Security matters if your concern is the data leaking to a potential malicious actor. The concern that I'm speaking to is the intended use of the data. Google is definitely going to use it for ad targeting and building a "shadow profile", but a small developer probably won't. This one says they won't, but even if they do they're likely to be much less effective than Google would be.
I'd imagine it's difficult to do in depth analytics with tracking users...
Sometime like this https://stackoverflow.com/questions/34031251/javascript-libr...
This is true. The legal department for the healthcare web sites I maintain doesn't let me store or track IP addresses, even for analytics.
I'm only allowed to tally most popular pages, display language chosen, and date/time. There might be one or two other things, but it's all super basic.
Having a random developer create a shadow profile isn't the same.

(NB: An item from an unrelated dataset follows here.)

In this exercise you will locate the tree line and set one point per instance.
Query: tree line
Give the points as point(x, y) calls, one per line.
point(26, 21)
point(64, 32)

The scale is vastly different and can be used to track you from site to site.
There is 'justice' in the blog creator using analytics data to to improve the experience of blog visitors: a user's data will, theoretically and in aggregate, create a better experience for that user in the future. The class of 'users who browse this page' gets a benefit from the cost of providing data.
Selling browsing information to advertisers is sort of 'anti-justice'. Using blog visitor data to track and more effectively manipulate those visitors elsewhere on the internet into paying people money. The blog visitor's external online experience is made worse by browsing that blog.
First, "IPs" might be confusing; "IP addresses" would be more accurate.
More importantly, you have to collect IP addresses (or any other value in the packet headers[1][2]) - even if you don't store it - if you want to receive any packets from the rest of the internet. Storage of those values is separate issue entirely, and it's good to hear that you are intending to NOT store IP addresses (and updating the documenting)!
Also, I strongly recommend using Drdrdrq's suggestion to lower the precision of the collected window dimensions, which should be done on the client i.e. "Math.floor(window.innerWidth/50)*50". This kind of bit-reduction makes fingerprinting a lot harder.
[1] https://en.wikipedia.org/wiki/IPv4#Header
[2] https://en.wikipedia.org/wiki/Transmission_Control_Protocol#...
This cannot be stressed enough. At my day job I write reasonably secure software on a team for big clients, then at home I write reasonably secure software independently for small clients.
Come new security issue, the big clients at day job get first priority. Not because they are big and not because they are paying more, but rather because as a team we can reallocate resources and work on issues in parallel. At home, there is only one Dotan to work on each independent client in series.
It wouldn't make sense to prioritize optimizing site design for the few people who are using a non-standard size.
I can’t say I love having Google track me, but I don’t feel any better about someone else doing it either.
Why is Google security better than anyone else? Monopolies often have more resource, but lack motive, because they are a monopoly. Without transparency we have no idea how secure Google's systems are, but we do know Google has been hacked before.
Also, Google knows how to make profiles and it knows the importance of that data amd keeping it safe. It is also somewhat answerable to Consumer groups,users,shareholders,regulatory bodies. Indie dev doesn't know how to make good profile, more likely to sell the data to make revenue. Not ridiculing indie devs, just ridiculing your assumptions that if a solo dev is an angel.
https://www.labnol.org/internet/sold-chrome-extension/28377/